Entre ces murs, plus de peurs ni de pleurs. L’atmosphère feutrée du bureau était propice à l’apaisement. Mais les odeurs de tabac qui flottaient dans l’air – derniers vestiges du passage d’André Belasko sur cette terre – submergèrent Garance de mélancolie.
Hagarde, elle déambula dans la pièce. Une boîte de Cohiba attira son attention. Elle l’ouvrit, choisit un cigare et le fit tourner entre ses doigts. Avec un briquet en argent, elle l’alluma et le porta à ses lèvres. Elle inhala la fumée et toussa. Le goût âcre du tabac lui souleva l’estomac.
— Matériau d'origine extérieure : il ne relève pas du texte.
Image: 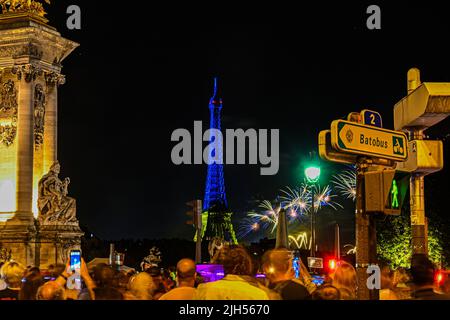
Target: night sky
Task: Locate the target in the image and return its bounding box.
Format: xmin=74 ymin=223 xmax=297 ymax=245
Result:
xmin=44 ymin=0 xmax=450 ymax=242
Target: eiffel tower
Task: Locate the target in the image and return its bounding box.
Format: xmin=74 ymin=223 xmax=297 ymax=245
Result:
xmin=203 ymin=78 xmax=237 ymax=244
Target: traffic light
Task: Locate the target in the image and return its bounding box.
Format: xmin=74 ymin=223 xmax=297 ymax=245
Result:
xmin=364 ymin=170 xmax=409 ymax=215
xmin=186 ymin=200 xmax=202 ymax=229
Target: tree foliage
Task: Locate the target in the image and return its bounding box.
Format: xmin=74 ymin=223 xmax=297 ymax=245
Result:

Elle se laissa choir dans le fauteuil club, posa les bras sur les accoudoirs et tendit les jambes devant elle. Son corps lui semblait vide. Étranger. Son âme y logeait-elle encore ou avait-elle levé les voiles en quête d’une autre enveloppe charnelle à habiter ? Était-ce bien elle, Garance, sous cet amas de chair et de sang ? Elle qui venait d’étrangler Solène ?
Oui.
Elle l’entendait encore implorer le pardon et la clémence.
Elle se rappelait encore son regard ivre de supplication.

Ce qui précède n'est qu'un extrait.